Ein neues Parodontitis-Behandlungskonzept – Umsetzung in der täglichen Praxis (Vortrags-Abstract)

Gabriel Wilkea, Thomas Egerb

a Sanitätsversorgungszentrum Sondershausen – Zahnarztgruppe

b Bundeswehrzentralkrankenhaus Koblenz, Abteilung XXIII – Zahnmedizin

 

Hintergrund

Die deutsche S3-Leitlinie zur Behandlung von Parodontitis Stadium I bis III wurde im Januar 2021 in Form einer Adaptation der S3-Leitlinie „Treatment of Stage I – III Periodontitis“ der European Federation of Periodontology [3] implementiert (AWMF-Registernummer: 083–043). In der Folge wurde durch den gemeinsamen Bewertungsausschuss ein seit 2013 begonnener Prozess neuer parodontaler Behandlungsrichtlinien für Patienten mit verschieden schweren Parodontitisformen (Stadium I bis IV) verabschiedet, die 01. Juli 2021 in Kraft trat.

Die Bundeswehr hat für die Soldaten der Bundeswehr diese fachliche Leitlinie und deutsche Richtlinie grundsätzlich übernommen. Eine Modifikation erfolgte sowohl in der Befunddokumentation als auch in der Berücksichtigung von speziellen parodontalen Risikofaktoren für die Therapie. So können im Antrag bestehende Rezessionen eindeutig dokumentiert werden. Ferner kann eine 1. Vorbehandlung (professionelle Zahnreinigung) gesondert beantragt und berechnet werden. Weiterhin können Hinweise zu bestehenden Erkrankungen (z. B. Allergien, Autoimmunerkrankungen, Psoriasis, Osteoporose usw.) sowie Medikationen gegeben werden.

Zwischen dem 32. und 38. Lebensjahr unterliegen alle Menschen dem größten Parodontitis-Risiko und erfahren die stärkste parodontale Destruktion [6][7]. Zu dieser Altersgruppe zählt ein großer Teil der Soldaten der Bundeswehr. Insofern sind Prävention und rechtzeitige Therapie parodontaler Erkrankung von erheblicher wehrmedizinischer Relevanz.
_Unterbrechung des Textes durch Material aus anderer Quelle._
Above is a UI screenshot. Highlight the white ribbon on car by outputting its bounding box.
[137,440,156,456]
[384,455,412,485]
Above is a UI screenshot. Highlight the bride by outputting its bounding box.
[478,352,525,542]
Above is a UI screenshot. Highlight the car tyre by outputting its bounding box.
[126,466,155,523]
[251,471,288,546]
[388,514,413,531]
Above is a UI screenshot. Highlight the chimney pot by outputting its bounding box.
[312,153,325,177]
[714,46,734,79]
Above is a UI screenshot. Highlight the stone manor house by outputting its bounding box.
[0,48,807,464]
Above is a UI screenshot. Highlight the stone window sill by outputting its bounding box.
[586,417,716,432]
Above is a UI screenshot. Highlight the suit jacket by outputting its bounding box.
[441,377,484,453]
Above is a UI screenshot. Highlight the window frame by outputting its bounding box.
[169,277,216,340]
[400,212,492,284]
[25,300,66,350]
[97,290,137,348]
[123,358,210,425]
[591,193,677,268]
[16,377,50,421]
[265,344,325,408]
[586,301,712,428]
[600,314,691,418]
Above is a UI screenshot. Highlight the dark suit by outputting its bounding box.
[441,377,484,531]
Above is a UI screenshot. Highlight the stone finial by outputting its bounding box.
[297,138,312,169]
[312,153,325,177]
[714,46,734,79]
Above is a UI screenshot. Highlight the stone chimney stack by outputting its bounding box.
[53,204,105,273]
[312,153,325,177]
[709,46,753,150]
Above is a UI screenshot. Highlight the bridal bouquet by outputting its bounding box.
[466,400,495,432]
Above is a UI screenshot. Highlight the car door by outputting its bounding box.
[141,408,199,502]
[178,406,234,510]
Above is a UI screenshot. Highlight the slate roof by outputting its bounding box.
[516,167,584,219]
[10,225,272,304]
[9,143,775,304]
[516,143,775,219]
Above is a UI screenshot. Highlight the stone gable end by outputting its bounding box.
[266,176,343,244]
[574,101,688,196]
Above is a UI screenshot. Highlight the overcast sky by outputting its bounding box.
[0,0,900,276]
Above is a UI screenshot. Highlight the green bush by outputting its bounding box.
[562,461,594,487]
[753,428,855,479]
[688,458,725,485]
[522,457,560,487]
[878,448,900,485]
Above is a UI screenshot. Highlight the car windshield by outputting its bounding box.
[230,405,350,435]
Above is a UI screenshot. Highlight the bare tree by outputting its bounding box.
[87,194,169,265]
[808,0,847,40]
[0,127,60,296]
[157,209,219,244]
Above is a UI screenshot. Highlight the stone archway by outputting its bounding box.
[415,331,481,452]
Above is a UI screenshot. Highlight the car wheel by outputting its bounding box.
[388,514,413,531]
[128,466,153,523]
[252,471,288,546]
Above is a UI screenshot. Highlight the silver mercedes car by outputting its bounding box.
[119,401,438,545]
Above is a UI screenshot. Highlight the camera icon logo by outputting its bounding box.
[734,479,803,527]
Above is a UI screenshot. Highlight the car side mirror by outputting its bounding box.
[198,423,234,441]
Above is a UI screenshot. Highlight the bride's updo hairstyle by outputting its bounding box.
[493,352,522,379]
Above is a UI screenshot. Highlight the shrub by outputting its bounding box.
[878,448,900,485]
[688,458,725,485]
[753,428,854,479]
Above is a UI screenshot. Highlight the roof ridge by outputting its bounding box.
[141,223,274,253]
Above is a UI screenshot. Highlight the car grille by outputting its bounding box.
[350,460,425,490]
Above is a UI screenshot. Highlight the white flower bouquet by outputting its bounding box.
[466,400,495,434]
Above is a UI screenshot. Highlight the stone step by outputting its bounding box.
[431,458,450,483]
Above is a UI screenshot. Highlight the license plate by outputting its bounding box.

Im Folgenden soll – neben grundsätzlichen Aussagen zur Parodontitis-Therapie – auch auf die Frage eingegangen werden, welchen Einfluss die europäischen Leitlinien auf die neuen PAR-Richtlinien in der Bundeswehr haben.

Behandlung der Parodontitis

Therapiestufen

Die Leitlinie legt für die Behandlung der Parodontitis 4 Behandlungsstufen fest, deren Spektrum von der Befunderhebung (ggf. nach Vorbehandlung) über die nichtchirurgische und chriurgische Parodontaltherapie bis zur Nachsorge reicht.

Therapiestufe 1

Die parodontale Diagnostik umfasst nunmehr eine detailliertere Darstellung des Erkrankungsschweregrades. Die erste Therapiestufe umfasst die dem Schweregrad entsprechende zahnärztliche Aufklärung des Patienten über seine Erkrankung mit Darstellung der Auswirkungen auf viele als Risikofaktoren bekannte allgemeinmedizinische Erkrankungen und die Konsequenzen der Nichtbehandlung. Ebenso ist die dem Schweregrad entsprechende Mundhygieneinformation, ggf. eine Vorbehandlung (professionelle Zahnreinigung) zur Überprüfung empfohlener Verhaltensänderungen bei Rauchern, Diabetikern oder Patienten mit ausgeprägten Mundhygienedefiziten, z. B. ohne bisherige Zahnzwischenraumhygiene, zu dokumentieren. Die erste Therapiestufe dient der Kontrolle supragingivaler Biofilme und Risikofaktoren.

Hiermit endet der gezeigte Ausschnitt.